In [1]:
import numpy as np
import matplotlib.pyplot as plt
%matplotlib inline
#An observation I made while doing this was that the Adam Optimiser requires more hyperparameter tuning than the SGD optimiser.

In [2]:
import torch
from torchvision import datasets
import torchvision.transforms as transforms
from torch.utils.data.sampler import SubsetRandomSampler
import torch.nn as nn
import torch.nn.functional as F

import torch.optim as optim

In [3]:
transform = transforms.Compose([transforms.ToTensor(),
                                transforms.Normalize( (0.5, 0.5, 0.5), (0.5, 0.5, 0.5) )
                               ])

In [4]:
# Training and test datasets
trainingData = datasets.CIFAR10('data', train=True,
                              download=True, transform=transform)
testData = datasets.CIFAR10('data', train=False,
                             download=True, transform=transform)

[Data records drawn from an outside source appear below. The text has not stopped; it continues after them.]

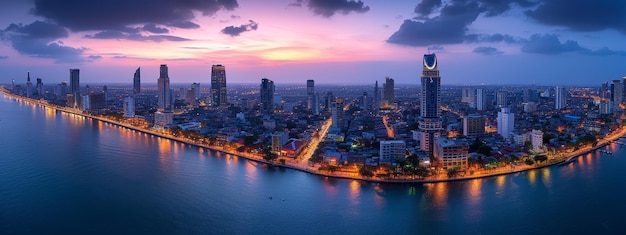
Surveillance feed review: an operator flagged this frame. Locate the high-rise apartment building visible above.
[331,98,344,128]
[306,80,315,111]
[383,77,396,104]
[372,81,380,112]
[133,68,141,94]
[463,114,485,137]
[418,54,443,157]
[476,88,487,111]
[26,72,33,98]
[611,80,624,108]
[211,64,228,106]
[260,78,275,113]
[496,91,508,108]
[68,69,81,108]
[191,82,201,100]
[36,78,44,97]
[124,96,135,117]
[554,86,567,110]
[157,64,172,112]
[498,108,515,140]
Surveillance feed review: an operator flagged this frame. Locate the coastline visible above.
[0,87,626,184]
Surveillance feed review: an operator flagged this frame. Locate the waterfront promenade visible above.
[0,87,626,183]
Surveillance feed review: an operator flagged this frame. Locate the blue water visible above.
[0,96,626,234]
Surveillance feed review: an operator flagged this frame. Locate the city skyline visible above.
[0,0,626,85]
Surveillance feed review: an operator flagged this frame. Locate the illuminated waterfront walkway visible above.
[0,87,626,183]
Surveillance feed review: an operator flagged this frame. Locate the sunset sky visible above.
[0,0,626,85]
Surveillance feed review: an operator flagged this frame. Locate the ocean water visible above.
[0,96,626,234]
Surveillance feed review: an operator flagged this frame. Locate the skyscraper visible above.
[124,96,135,117]
[476,88,487,110]
[383,77,396,104]
[554,86,567,110]
[26,72,33,98]
[331,98,344,128]
[133,68,141,94]
[211,64,228,106]
[372,81,380,113]
[36,78,44,97]
[157,64,172,112]
[68,69,81,108]
[306,80,315,111]
[611,80,624,110]
[70,69,80,94]
[260,78,274,113]
[418,54,442,157]
[496,91,508,108]
[191,82,200,100]
[498,108,515,140]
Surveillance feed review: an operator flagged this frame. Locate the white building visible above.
[154,111,174,128]
[511,132,530,145]
[476,88,487,110]
[554,86,567,110]
[434,137,469,170]
[124,96,135,117]
[380,140,406,162]
[498,108,515,140]
[530,130,543,151]
[524,102,537,113]
[80,95,91,112]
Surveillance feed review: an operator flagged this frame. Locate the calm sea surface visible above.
[0,95,626,234]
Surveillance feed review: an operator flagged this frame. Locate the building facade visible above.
[418,54,443,157]
[463,114,485,137]
[259,78,275,113]
[498,108,515,140]
[133,68,141,94]
[210,64,228,106]
[434,138,469,170]
[379,140,406,162]
[157,64,172,111]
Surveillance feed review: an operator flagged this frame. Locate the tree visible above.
[477,145,493,156]
[448,166,461,178]
[359,166,374,178]
[535,154,548,163]
[243,135,259,146]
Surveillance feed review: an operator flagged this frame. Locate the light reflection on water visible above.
[0,94,626,234]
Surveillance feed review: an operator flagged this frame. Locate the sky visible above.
[0,0,626,86]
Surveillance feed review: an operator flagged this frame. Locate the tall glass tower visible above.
[133,68,141,94]
[211,64,228,106]
[419,54,443,157]
[157,64,172,111]
[259,78,275,113]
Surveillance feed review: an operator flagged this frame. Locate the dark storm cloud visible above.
[522,34,626,56]
[4,20,68,39]
[387,2,481,46]
[415,0,441,16]
[85,30,189,42]
[465,33,526,43]
[142,23,170,34]
[32,0,239,31]
[387,0,535,46]
[222,20,259,37]
[166,20,200,29]
[87,55,102,60]
[526,0,626,34]
[0,21,86,63]
[472,47,503,55]
[289,0,370,17]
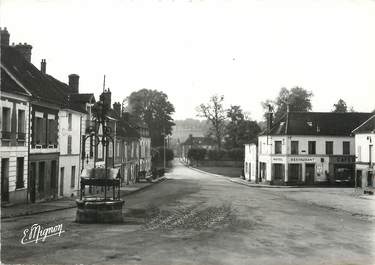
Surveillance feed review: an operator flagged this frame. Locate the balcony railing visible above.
[1,131,11,140]
[17,132,26,141]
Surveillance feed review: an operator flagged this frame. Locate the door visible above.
[355,170,362,188]
[305,164,315,185]
[60,167,64,196]
[1,158,9,202]
[29,162,36,202]
[51,160,57,199]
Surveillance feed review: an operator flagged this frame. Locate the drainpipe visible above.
[77,115,85,196]
[26,101,31,204]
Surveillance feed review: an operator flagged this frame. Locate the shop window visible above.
[342,142,350,155]
[273,164,285,180]
[308,141,316,155]
[288,164,302,182]
[326,141,333,155]
[275,141,281,154]
[291,141,298,155]
[16,157,25,189]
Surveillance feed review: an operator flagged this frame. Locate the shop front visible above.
[329,156,355,185]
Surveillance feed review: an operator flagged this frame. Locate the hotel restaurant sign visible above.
[272,155,355,164]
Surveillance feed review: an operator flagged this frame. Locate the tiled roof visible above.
[70,93,95,103]
[261,112,372,136]
[1,46,87,113]
[353,115,375,134]
[0,68,28,95]
[183,136,215,145]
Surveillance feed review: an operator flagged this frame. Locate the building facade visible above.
[245,112,370,185]
[244,144,258,181]
[0,60,31,203]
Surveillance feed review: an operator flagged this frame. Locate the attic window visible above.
[26,70,34,77]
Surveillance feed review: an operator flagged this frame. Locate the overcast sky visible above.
[0,0,375,119]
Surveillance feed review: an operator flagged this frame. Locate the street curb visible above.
[183,164,230,179]
[1,177,167,220]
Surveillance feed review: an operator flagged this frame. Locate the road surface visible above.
[1,163,375,265]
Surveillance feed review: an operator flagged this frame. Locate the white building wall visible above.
[0,93,30,203]
[258,135,356,184]
[58,110,85,196]
[244,144,257,181]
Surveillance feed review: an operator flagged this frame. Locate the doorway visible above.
[60,167,64,196]
[29,162,36,203]
[305,164,315,185]
[1,158,9,202]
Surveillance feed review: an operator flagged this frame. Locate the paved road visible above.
[1,164,375,265]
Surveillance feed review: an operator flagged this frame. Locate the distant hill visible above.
[171,119,209,143]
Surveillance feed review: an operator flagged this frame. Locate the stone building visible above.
[245,112,371,185]
[0,28,31,204]
[353,115,375,191]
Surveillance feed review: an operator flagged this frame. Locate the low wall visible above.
[190,160,243,167]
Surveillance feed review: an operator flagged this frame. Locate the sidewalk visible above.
[1,177,165,219]
[229,179,375,221]
[229,178,303,188]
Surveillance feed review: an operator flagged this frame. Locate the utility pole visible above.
[163,128,166,169]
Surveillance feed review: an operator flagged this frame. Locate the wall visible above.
[58,155,80,197]
[355,133,375,163]
[0,92,29,203]
[258,136,355,155]
[244,144,258,181]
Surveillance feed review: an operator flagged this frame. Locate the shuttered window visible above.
[68,135,72,154]
[48,120,58,145]
[17,110,25,133]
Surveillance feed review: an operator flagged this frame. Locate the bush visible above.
[208,150,226,160]
[187,148,207,161]
[152,146,174,162]
[228,148,245,161]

Downloading https://www.cs.toronto.edu/~kriz/cifar-10-python.tar.gz to data/cifar-10-python.tar.gz


HBox(children=(FloatProgress(value=1.0, bar_style='info', max=1.0), HTML(value='')))

Extracting data/cifar-10-python.tar.gz to data
Files already downloaded and verified


In [5]:
dataIndices = np.arange(len(trainingData))
np.random.shuffle(dataIndices)
print(f"Training Images:{len(trainingData)}")
print(f"Test images: {len(testData)}")
print(dataIndices)
#Taking a random 20% of training images for the purpose of Validation
validationIndices, trainingIndices = dataIndices[:10000], dataIndices[10000:]
print(f"Images for validation {len(validationIndices)}")

Training Images:50000
Test images: 10000
[36771  7369 35524 ... 48317 36180 24438]
Images for validation 10000


In [6]:
indexToClass = {n:l for l, n in trainingData.class_to_idx.items()}
#A hash map that has a mapping between the labels and indices

for index, label in indexToClass.items():
    print(label)
#The different classes in alphabetical order

def classDistribution(dataset):
    freqDict = {l:0 for l,n in dataset.class_to_idx.items()}
    #empty frequency dictionary
    
    for element in dataset:
        label = element[1]
        label = indexToClass[label]
        freqDict[label] += 1

    return freqDict

print(f"Frequency of image classes {classDistribution(trainingData)}")

airplane
automobile
bird
cat
deer
dog
frog
horse
ship
truck
Frequency of image classes {'airplane': 5000, 'automobile': 5000, 'bird': 5000, 'cat': 5000, 'deer': 5000, 'dog': 5000, 'frog': 5000, 'horse': 5000, 'ship': 5000, 'truck': 5000}


In [7]:
#Creating samplers for training and validation
validationSampler = SubsetRandomSampler(validationIndices)
trainingSampler = SubsetRandomSampler(trainingIndices)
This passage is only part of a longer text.